Ludlow relatives meet NI Ombudsman

Sympathy but no new information

By Anne-Marie Eaton

Those responsible for the 1976 murder of Mountpleasant man Seamus Ludlow were known to security forces in the North as far back as 1977 and the Gardai Siochana were aware of their identities in 1979, members of the Ludlow family were informed by Northern Ireland Ombudsman Nuala O'Loan this week.

Seamus' nephews, Jimmy Sharkey, Michael Donegan and Brendan Larkin, along with legal representation and Jane Winter, of British Irish rights Watch, met with Mrs O'Loan in Belfast on Monday afternoon last.

Seamus Ludlow was hitching a lift home on Saturday 1st May 1976. His body was found in a laneway close to his home the following day. He had been shot three times. It is believed he was driven to the laneway and shot by the loyalist Red Hand Commandos, in what may have been a case of mistaken identity.

Jimmy Sharkey, speaking to the "Democrat" this week, said of the meeting with the Police Ombudsman: "She didn't tell us anything we didn't know, with the exception that the killers identities were known in 1977.

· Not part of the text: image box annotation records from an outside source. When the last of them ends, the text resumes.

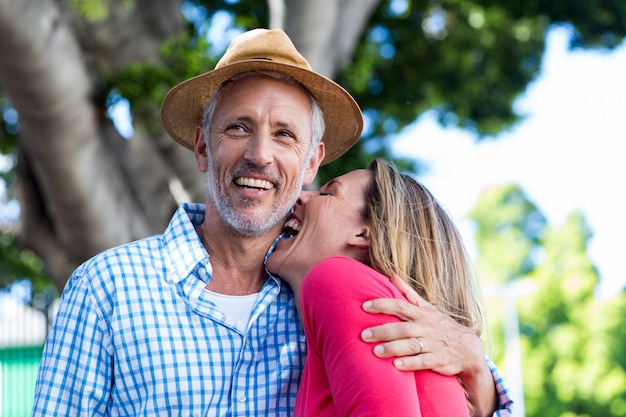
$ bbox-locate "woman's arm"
[299,257,469,416]
[362,277,513,417]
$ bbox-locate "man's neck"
[196,219,278,295]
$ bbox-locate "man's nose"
[244,133,274,165]
[296,191,319,206]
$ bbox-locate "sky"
[74,23,626,296]
[392,27,626,297]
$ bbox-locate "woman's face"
[267,169,373,281]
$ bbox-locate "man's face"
[196,76,323,237]
[267,169,374,283]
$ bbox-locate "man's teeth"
[285,219,302,235]
[235,177,274,190]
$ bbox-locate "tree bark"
[0,0,380,288]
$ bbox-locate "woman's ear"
[348,226,370,249]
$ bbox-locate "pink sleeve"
[301,257,469,417]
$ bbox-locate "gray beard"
[206,156,304,238]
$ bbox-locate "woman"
[267,160,481,416]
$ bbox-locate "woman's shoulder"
[303,256,395,296]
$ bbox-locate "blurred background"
[0,0,626,417]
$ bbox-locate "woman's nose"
[296,191,319,206]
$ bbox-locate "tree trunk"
[0,0,379,288]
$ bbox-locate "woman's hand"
[361,277,498,416]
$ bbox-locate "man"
[33,29,510,416]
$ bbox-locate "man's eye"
[226,124,244,131]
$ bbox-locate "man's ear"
[193,126,208,172]
[302,142,326,186]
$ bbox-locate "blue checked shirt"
[32,204,510,417]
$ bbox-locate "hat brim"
[161,59,363,165]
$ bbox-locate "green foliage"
[471,185,626,417]
[468,184,545,282]
[0,230,54,293]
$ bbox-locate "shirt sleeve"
[301,257,469,417]
[487,358,513,417]
[31,273,113,416]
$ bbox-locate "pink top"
[295,257,469,417]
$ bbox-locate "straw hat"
[161,29,363,165]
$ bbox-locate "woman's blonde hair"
[364,159,482,336]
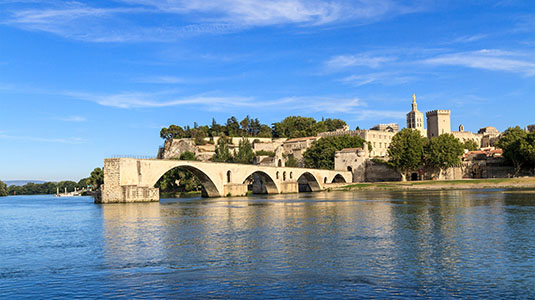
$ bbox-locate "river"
[0,190,535,299]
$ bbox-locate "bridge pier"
[223,183,247,197]
[95,158,351,203]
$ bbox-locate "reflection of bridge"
[97,158,352,203]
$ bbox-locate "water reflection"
[96,191,535,297]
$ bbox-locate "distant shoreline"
[336,177,535,191]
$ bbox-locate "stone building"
[355,130,397,157]
[370,123,399,132]
[407,94,429,136]
[451,124,483,147]
[425,109,451,138]
[477,126,501,148]
[282,136,321,167]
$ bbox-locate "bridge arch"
[242,170,280,194]
[297,172,321,192]
[332,174,346,183]
[151,161,222,197]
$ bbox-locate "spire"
[412,94,418,111]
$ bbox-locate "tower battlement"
[425,109,451,117]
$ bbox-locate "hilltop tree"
[463,140,479,151]
[303,134,365,170]
[233,139,255,164]
[179,151,198,160]
[0,180,9,197]
[520,132,535,175]
[388,128,426,181]
[212,137,232,162]
[496,126,528,176]
[424,133,464,179]
[160,125,184,140]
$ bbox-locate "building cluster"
[158,95,535,181]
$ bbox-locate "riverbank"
[336,177,535,191]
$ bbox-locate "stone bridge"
[100,158,352,203]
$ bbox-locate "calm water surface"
[0,190,535,299]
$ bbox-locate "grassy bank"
[333,177,535,191]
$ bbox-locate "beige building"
[451,124,483,147]
[370,123,399,132]
[425,109,451,138]
[407,94,427,136]
[282,136,321,167]
[355,130,397,157]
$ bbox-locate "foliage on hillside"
[303,134,364,170]
[424,133,464,179]
[388,128,426,181]
[496,126,535,175]
[0,180,8,197]
[160,116,346,145]
[273,116,347,138]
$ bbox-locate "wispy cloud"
[0,0,425,42]
[62,91,366,113]
[340,72,416,86]
[0,134,86,144]
[355,110,407,122]
[422,49,535,76]
[325,54,396,69]
[56,116,87,122]
[134,76,185,84]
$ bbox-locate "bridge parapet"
[99,158,352,203]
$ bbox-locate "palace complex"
[158,95,535,181]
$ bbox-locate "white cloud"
[340,72,416,86]
[355,110,407,122]
[135,76,185,84]
[0,0,423,42]
[57,116,87,122]
[325,54,395,69]
[0,134,86,144]
[423,49,535,76]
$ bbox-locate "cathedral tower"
[407,94,427,136]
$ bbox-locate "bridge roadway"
[99,158,352,203]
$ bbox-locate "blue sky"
[0,0,535,180]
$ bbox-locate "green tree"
[424,133,464,179]
[303,135,365,169]
[212,137,232,162]
[273,116,317,138]
[496,126,528,176]
[179,151,198,160]
[463,140,479,151]
[233,139,255,164]
[388,128,426,181]
[0,180,9,197]
[520,132,535,175]
[286,155,299,168]
[160,125,184,140]
[88,168,104,190]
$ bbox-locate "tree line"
[496,126,535,176]
[160,116,347,144]
[0,168,104,196]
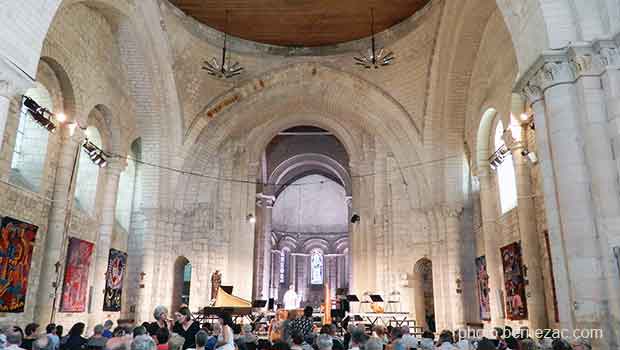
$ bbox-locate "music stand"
[370,294,383,303]
[347,294,362,312]
[252,300,267,309]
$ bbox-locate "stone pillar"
[34,128,84,324]
[254,194,275,300]
[478,171,505,326]
[89,159,124,325]
[0,57,34,150]
[506,94,549,330]
[529,56,617,349]
[442,206,467,329]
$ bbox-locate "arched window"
[494,120,517,214]
[310,250,323,284]
[116,152,136,231]
[280,249,287,283]
[10,83,54,191]
[75,126,103,214]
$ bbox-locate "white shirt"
[282,289,299,310]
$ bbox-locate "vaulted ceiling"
[170,0,430,46]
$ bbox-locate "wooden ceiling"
[170,0,430,47]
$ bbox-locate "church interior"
[0,0,620,350]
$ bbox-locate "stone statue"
[211,270,222,300]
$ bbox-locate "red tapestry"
[501,242,527,320]
[0,217,39,313]
[60,238,93,312]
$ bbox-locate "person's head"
[390,327,403,340]
[176,307,192,324]
[131,334,156,350]
[439,330,454,345]
[153,305,168,321]
[32,334,53,350]
[304,306,314,318]
[45,323,56,334]
[364,338,383,350]
[211,323,222,336]
[56,325,65,337]
[422,331,435,339]
[155,327,170,344]
[316,334,334,350]
[196,330,209,349]
[478,338,496,350]
[133,326,148,338]
[219,312,235,328]
[6,327,22,346]
[69,322,86,337]
[168,333,185,350]
[291,332,304,345]
[271,341,291,350]
[24,323,39,337]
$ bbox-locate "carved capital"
[0,57,34,99]
[256,193,276,208]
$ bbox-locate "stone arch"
[263,153,352,197]
[171,256,191,310]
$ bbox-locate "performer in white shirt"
[282,284,301,310]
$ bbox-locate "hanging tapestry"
[0,217,39,313]
[103,249,127,311]
[60,238,93,312]
[476,256,491,321]
[500,242,527,320]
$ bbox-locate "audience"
[172,307,200,350]
[86,324,108,350]
[45,323,60,350]
[101,320,114,339]
[21,323,39,350]
[60,322,88,350]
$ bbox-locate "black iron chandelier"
[202,10,243,79]
[353,8,395,69]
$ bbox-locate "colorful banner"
[500,242,527,320]
[103,249,127,312]
[60,238,93,312]
[0,217,39,313]
[476,256,491,321]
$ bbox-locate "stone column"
[442,205,467,329]
[255,194,275,300]
[478,171,505,326]
[505,94,549,330]
[520,54,611,343]
[89,159,124,325]
[34,127,84,324]
[0,57,34,150]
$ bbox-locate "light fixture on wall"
[489,145,510,170]
[82,139,108,168]
[353,8,396,69]
[521,148,538,164]
[202,10,243,79]
[22,95,58,133]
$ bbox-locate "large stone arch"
[183,64,426,207]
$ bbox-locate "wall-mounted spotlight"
[82,139,108,168]
[22,95,56,133]
[521,148,538,164]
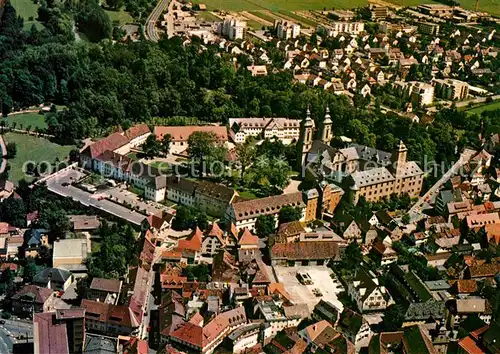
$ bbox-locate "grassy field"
[10,0,43,29]
[6,113,47,130]
[193,0,500,15]
[193,0,366,12]
[105,10,134,25]
[467,101,500,114]
[198,11,222,22]
[4,133,74,184]
[280,11,317,27]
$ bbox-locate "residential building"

"The RUC Special Branch in 1977 had the four names. They also had substantive information, which Mrs O'Loan could not elaborate on".

Jimmy explained that this information was passed on to Detective Chief Superintendent John Courtney on February 15th 1979 at a meeting with the RUC Special Branch held in Belfast. It is understood that he was happy to receive the information and a course of action that may be taken was discussed at the meeting.

"I asked was there a reason given for the lapse of eighteen months in giving information, but this couldn't be explained. Mrs O'Loan did say that this lapse didn't constitute anything inappropriate but put it down to 'sloppy paperwork'.

"She couldn't understand when the information was given in 1979 to the Garda Siochana that nothing was done. Why they should wait until 1998 when they could have done the same years ago was beyond her. They had the same information all those years ago".

Other details were also given such as the weapon used to shoot Seamus.

Jimmy says: "The gun used was a .38 Smith and Wesson revolver. I asked was this a standard UDR issue gun but she couldn't elaborate because she didn't know.

"The yellow Datsun used was traced to a scrap yard in the 1990s but there has been no evidence to suggest that the car was taken for forensic testing".

Mrs O'Loan couldn't explain to the family why the DPP didn't prosecute in 1998. There were strong charges. In her view there could have been prosecutions.

Four men were questioned in relation to the murder in February 1998. They were detained at Castlereagh Holding Centre and were released without charge.

Paul Hosking, who was interviewed in the national media was one of the men held and admitted to being present when the murder took place. It is also believed that another occupant in the car has implicated himself.

Two others in the car when Seamus was murdered, including the suspected killer, were involved in a killing in 1976.

On last Monday's meeting, Jimmy said: "Mrs O'Loan was very sympathetic to the family's situation, and although she wasn't telling us anything new she was showing us we were going in the right direction. It was agreed at the table that the problem now seems to be in Dublin.

"We explained to her that the family's problem with the Barron Enquiry was the secrecy surrounding it. What we really want to know now is what has the Government to hide.

He continued: "In meetings with the family, John O'Donoghue and Dermot Ahern have said the Government has nothing to hide in the murder of Seamus Ludlow.

"The facts are the information was given in 1979 was strong enough to extradite and prosecute. The case died nineteen days after the murder. From 1979 to 1998 the investigation went dry. Someone stopped this, most likely at a very high level".